Part of the ethnographic research for CILP involves fieldwork. Surveys gather first-person accounts of individual, family and community connections to indigenous identity and heritage, maintained by indigenous and non-indigenous practitioners. One of the project’s associated researchers, textile expert Soraya Serra Collazo, led Christina and other team members to a prime example of cultural continuity; for instance, one woman in her eighties in a rural area of Puerto Rico, one of the only people left who makes hammocks using the fibers from a plant called maguey. Christina noted, “This was believed to be a lost art… her practice shows it has survived.”
Ranald describes the CILP research methodology as “open source,” because all of their tools and process are made available to interviewees. This includes surveys to identify people, families, and communities who identify as Native descendants, which many local stakeholders use for their own research. The project also supports families in creating family trees. “This work explores how cultural life continues and we’re seeing that in living people whose stories are often silenced or whose experiences are not taken seriously in the production of history. It gives them a platform to share their voices,” Christina said.
One such platform is a website that is being conceived as a practical tool for understanding Native ancestry, especially DNA, as well as a general resource for those who want to learn more about Taíno culture.
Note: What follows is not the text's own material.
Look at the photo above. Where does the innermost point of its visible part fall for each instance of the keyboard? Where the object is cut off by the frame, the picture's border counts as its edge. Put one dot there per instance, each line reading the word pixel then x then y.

Christina described, “the hope is that it also advances the development of knowledge on the topic of Caribbean indigenous peoples and cultural traditions by offering scholars a database of information to further their own work, by empowering the public with the tools to conduct research on their own families and with their communities, and by igniting interest from future scholars in what is very much still a burgeoning area of study.”
The project opened a 2018 exhibition at The National Museum of the American Indian in New York, NY. The exhibition will feature Smithsonian’s archaeological collections and CILP research findings. Before and after the exhibition development, the project also plans to expand its research into the fields of linguistics (in particular the study of place names), botany and ethnomedicine, and historical recovery work. Even after the exhibition closes, the research CILP has developed will continue to tell the story of the Taíno and expand our understanding of what it means to be Taíno today.